Sayfalar

7 Haziran 2011 Salı

Keskin basamak




Yaşanan her gün geride bırakmak zorunda olduklarımızı çoğaltıyor… Her gün yeni bir yol bulurken yürüyecek, geride birçok sapak bırakıyor insan...  Kaybetmek istemesek de bazı hatıraları geçmiş silinip gidiyor hafızalardan… Kiralık bir hayatı yaşamak gibi her gün başka bir karakter kiraladığını fark ediyorsun… En acısı da her şeyi geride bırakıyorsun da benliğin hiç bırakmıyor yakanı…

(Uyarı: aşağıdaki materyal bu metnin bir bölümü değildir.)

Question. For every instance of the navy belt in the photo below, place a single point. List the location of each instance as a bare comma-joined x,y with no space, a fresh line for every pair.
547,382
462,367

Yaşanan her gün bir basamak tırmanıyorsun aslında ya da kırık bir basamaktan diğerine atlayarak yükselmeye çalışıyorsun hayat merdiveninden… Tüm bunlar olup biterken birilerinin bileğinden çekiştirdiğini birilerininse olağanca gücüyle seni yukarı çektiğini fark ediyorsun… Unuttukların geride (!) affettiklerin önünde bu yolu yürümeye devam ediyorsun… En acısı da bu kadar şeyi görmezden gelebiliyorsun da onun sureti hiç bırakmıyor gözlerini…

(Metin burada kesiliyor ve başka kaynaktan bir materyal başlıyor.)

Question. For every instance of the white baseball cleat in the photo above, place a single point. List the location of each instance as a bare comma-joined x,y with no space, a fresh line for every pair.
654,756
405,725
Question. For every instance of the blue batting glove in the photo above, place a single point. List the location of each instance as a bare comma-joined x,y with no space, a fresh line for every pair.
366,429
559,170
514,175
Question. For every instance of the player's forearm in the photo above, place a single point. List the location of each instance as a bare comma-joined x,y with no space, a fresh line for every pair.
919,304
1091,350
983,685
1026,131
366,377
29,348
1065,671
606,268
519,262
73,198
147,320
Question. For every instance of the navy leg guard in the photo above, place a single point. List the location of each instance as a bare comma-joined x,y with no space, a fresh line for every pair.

Yaşanan her gün biriktirdiklerimizi taşımak zorunda bırakıyor bizi… Ayağımızın içine dolan kumlarla yürümek ağırlaştırıyor yerçekimini… Onun olduğu bir kalbi taşımak daha da çekiyor bizi sessiz boşluğa… Soruları taşımakta zorlanıyoruz arı kovanı gibi kafamızın uğuldayan sularında… Yeryüzüne bıraktığımız izler de ağırlaşıyor biz ağırlaştıkça…
Yaşanan her gün ne kadar çok koştuğunu fark ettiriyor insana… Yaşam süresi boyunca en az anımsadığı kişinin kendisi olduğunu hatırlatıyor her basamak… Başkaları için yaşamış olmaktan yorgun bir zihni ve bedeni taşımanın telaşı sarıyor etrafını… Yapmak isteyip de yapmadıkların, hayallerinin dış dünyanın engeli ile karşılaşması kadar korkunç kâbuslara dönüyor coşkulu maviler…

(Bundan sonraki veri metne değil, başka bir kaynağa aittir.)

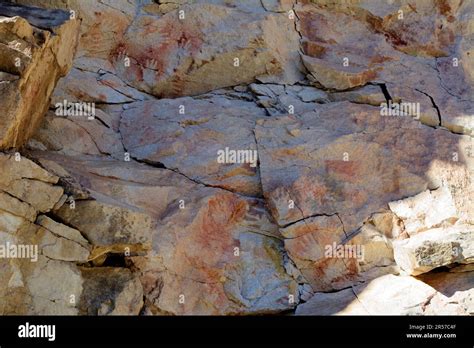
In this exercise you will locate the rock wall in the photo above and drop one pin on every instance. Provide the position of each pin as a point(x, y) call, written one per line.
point(237, 157)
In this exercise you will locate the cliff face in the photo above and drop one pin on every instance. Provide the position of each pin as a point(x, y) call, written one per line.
point(237, 157)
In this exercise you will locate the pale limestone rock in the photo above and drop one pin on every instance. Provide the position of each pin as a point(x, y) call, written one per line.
point(58, 248)
point(426, 210)
point(61, 230)
point(14, 206)
point(29, 183)
point(44, 55)
point(435, 248)
point(193, 250)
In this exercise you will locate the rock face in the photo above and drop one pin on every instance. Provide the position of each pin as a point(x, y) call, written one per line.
point(230, 158)
point(33, 56)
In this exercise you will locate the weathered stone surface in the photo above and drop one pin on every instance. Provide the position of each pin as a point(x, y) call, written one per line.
point(345, 158)
point(435, 248)
point(124, 295)
point(29, 183)
point(416, 55)
point(135, 210)
point(435, 294)
point(37, 58)
point(193, 250)
point(190, 142)
point(426, 210)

Yaşam her gün bizi yürümeye zorluyor… Hiçbir yerde uzun bir süre kalamıyoruz… Sahip olduğumuz hiçbir şeyin bize ait olmadığı gerçeğiyle yüzleşiyoruz… En acısı da yürümekten bu kadar sıkılmışken sizi durduracak hiçbir şeyin kalmadığını bilmek oluyor böyle zamanlar da… Ama öyle de anlar var ki hayatın en güzel anları bir anlamda…
Şimdi düşünüyorum da tüm bu sahteliklere rağmen gemiyi bırakmayan kaptan kadar cesur olmak için yürümeye devam ediyoruz aslında… Çok fazla dert yüklenip çok fazla dert bıraksak da arkamızda ellerimizi kaldırıp teslim olmak istemiyoruz hayata… En acısı da ne biliyor musunuz ona kavuşacağımızı bilerek hızlanıyoruz sapaklarda… Her gün onu görerek acı çeksek de, bırakamasak da bazı şeyleri geçmişte hayat bu başarı ancak inanç ile sabretmektir ne pes etmek ne de ters yöne gitmek… Ne mutlu hayatın ışığına ulaşana!